Diaz received the Stonewall Democrats endorsement. He did not seek the Dallas Gay and Lesbian Alliance’s support and did not return a Dallas Voice questionnaire or return phone calls for this story.
Supporter Jesse Taffala, president of the city’s gay LULAC chapter, said he grew up knowing Diaz. Taffala said Diaz has always been inclusive and would be an LGBT ally.
• In Fort Worth, gay school board member Carlos Vasquez came in second in the general election and faces Jacinto A. Ramos Jr. on June 15. Ramos’ campaign manager is JD Angle, who is married to gay City Councilman Joel Burns.
Burns did not endorse in the race, but he called Ramos an “up and coming star and Hispanic leader in our community.”
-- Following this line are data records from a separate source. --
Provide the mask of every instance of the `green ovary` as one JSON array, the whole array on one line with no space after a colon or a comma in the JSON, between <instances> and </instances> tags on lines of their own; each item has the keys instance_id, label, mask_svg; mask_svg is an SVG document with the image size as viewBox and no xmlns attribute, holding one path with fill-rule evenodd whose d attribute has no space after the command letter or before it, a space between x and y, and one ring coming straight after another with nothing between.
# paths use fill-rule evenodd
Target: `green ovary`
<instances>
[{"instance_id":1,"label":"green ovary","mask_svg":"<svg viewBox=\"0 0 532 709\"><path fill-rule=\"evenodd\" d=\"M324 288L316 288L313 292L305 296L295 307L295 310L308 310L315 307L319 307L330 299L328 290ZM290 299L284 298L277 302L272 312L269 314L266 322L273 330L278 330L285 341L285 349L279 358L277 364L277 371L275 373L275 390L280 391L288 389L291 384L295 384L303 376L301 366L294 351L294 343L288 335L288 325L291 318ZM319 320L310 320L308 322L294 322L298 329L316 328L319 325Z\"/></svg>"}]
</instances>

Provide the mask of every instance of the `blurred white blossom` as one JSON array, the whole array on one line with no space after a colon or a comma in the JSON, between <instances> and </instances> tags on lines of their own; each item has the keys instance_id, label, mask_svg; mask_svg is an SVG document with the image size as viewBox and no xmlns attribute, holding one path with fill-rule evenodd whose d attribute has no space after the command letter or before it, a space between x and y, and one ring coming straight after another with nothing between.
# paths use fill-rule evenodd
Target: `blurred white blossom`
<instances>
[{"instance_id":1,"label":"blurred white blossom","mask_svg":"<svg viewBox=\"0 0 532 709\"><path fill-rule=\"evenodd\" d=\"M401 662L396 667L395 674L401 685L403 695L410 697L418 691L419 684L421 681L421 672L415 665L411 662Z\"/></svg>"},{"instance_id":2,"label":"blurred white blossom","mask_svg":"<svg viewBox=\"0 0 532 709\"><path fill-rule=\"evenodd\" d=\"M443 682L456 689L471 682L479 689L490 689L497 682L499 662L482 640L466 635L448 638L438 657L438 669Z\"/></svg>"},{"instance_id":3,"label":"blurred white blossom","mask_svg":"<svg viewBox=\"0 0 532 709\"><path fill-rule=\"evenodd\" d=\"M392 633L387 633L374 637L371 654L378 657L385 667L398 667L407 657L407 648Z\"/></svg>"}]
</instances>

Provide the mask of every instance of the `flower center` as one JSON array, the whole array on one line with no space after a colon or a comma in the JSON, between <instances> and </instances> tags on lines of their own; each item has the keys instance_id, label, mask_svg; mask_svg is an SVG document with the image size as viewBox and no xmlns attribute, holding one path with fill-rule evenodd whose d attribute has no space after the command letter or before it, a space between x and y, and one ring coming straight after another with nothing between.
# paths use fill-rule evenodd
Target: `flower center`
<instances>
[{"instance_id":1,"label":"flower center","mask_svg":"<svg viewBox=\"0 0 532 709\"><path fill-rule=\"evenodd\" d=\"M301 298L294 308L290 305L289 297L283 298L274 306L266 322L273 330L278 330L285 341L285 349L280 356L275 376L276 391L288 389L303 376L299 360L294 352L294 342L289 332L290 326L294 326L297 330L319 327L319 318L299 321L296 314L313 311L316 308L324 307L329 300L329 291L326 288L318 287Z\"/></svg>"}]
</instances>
Ramos said he was running because he didn’t feel the district has the quality of leadership that advocates for all backgrounds. In a response to a Dallas Voice article reporting the election results, Vasquez wrote he is proud of his record.
“We have put policy in place to protect students and staff from all types of discrimination including gender expression,” he wrote. “I pride myself in providing all of our students with opportunities to grow academically and socially regardless of race, gender or sexual preference and will continue to do so whether I am re-elected or not.”
This article appeared in the Dallas Voice print edition May 31, 2013.